As tempting as it may be to lick toads, the US National Park Service is pleading to the public to please stop.
Visitors to parks in the Sonoran Desert of Arizona and New Mexico are home to a Sonoran Desert toad, which secrete a psychoactive toxin strong enough to kill an adult dog.
In a rather unusual Facebook post, the country’s National Park Service warned visitors to stop licking the toad, stating they have ‘prominent parotoid glands that secrete a potent toxin. It can make you sick if you handle the frog or get the poison in your mouth. As we say with most things you come across in a national park, whether it be a banana slug, an unfamiliar mushroom, or a large toad with glowing eyes in the dead of night, please refrain from licking.
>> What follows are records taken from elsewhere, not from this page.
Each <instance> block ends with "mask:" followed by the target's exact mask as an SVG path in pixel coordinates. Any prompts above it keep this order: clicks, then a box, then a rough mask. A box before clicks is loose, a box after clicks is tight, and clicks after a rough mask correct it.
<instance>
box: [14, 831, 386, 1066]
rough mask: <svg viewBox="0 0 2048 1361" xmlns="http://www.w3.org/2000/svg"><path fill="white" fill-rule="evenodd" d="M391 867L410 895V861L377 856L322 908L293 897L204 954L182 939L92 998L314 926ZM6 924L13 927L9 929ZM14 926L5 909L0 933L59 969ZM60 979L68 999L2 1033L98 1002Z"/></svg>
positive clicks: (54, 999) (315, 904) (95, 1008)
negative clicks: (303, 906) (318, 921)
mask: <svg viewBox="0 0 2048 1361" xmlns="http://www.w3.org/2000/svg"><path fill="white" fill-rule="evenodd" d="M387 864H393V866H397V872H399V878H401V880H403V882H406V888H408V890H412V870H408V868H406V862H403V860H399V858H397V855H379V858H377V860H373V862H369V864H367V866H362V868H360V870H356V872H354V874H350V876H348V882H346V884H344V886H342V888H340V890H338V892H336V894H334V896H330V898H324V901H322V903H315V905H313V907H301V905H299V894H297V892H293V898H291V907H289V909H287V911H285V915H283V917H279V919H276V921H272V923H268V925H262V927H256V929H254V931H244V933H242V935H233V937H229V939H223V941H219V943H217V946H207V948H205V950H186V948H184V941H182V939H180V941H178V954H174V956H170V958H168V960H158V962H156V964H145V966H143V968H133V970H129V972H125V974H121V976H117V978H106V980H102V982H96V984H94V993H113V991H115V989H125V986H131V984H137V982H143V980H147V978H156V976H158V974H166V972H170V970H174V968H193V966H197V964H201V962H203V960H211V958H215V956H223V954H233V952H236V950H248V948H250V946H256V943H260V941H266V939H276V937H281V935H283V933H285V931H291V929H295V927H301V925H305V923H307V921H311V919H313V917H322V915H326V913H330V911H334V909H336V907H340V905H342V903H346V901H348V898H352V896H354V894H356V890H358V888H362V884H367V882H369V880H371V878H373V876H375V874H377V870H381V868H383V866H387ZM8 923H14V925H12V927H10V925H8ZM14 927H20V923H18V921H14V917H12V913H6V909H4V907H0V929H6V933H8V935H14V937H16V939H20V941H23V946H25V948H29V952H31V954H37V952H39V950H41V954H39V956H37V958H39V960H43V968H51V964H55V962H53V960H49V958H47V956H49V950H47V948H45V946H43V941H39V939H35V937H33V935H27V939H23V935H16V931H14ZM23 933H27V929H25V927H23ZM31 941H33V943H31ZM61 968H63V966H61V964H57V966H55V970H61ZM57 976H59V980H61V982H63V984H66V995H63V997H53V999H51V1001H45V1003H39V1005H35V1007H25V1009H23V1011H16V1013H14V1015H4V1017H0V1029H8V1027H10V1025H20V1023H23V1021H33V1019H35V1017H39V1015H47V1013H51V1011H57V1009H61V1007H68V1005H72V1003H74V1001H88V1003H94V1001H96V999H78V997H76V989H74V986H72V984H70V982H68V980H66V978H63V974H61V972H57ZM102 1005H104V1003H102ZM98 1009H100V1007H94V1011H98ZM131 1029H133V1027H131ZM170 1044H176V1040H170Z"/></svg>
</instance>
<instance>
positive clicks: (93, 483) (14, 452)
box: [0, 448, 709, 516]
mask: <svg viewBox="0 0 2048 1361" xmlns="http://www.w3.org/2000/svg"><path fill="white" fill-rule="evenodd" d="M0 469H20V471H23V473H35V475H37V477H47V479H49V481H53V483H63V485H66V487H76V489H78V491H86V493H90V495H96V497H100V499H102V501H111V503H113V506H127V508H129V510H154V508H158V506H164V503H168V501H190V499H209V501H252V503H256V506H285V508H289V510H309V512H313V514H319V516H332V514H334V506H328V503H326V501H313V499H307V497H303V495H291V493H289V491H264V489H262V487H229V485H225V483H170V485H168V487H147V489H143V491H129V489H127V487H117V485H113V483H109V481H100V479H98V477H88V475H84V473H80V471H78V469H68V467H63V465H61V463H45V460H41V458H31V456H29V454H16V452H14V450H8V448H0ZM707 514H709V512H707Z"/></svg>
Thank you.’
This toad, however, secretes a toxin with a substance called 5-MeO-DMT when it is threatened, but there are warnings that demand for this toad’s psychedelic toxins could lead to population collapse.
Licking toads for their alleged psychedelic effects was a fad in the 1980s but smoking its secretions is more popular today, according to The Smithsonian, where the secretions can be dried into crystals and smoked in a pipe.
This produces an intense hallucinating experience lasting 15-30 minutes and DMT (Dimethyltryptamine) is often referred to as the “God Molecule” because of its strong psychedelic effect.
Regardless, the widespread popularity of the Sonoran Desert toads’ secretions could spell disaster for the species, where conservationists are pushing people to use synthetic alternatives. The toads only secrete these toxins under stressful and violent contexts, where people are ultimately self-medicating at the expense of another creature.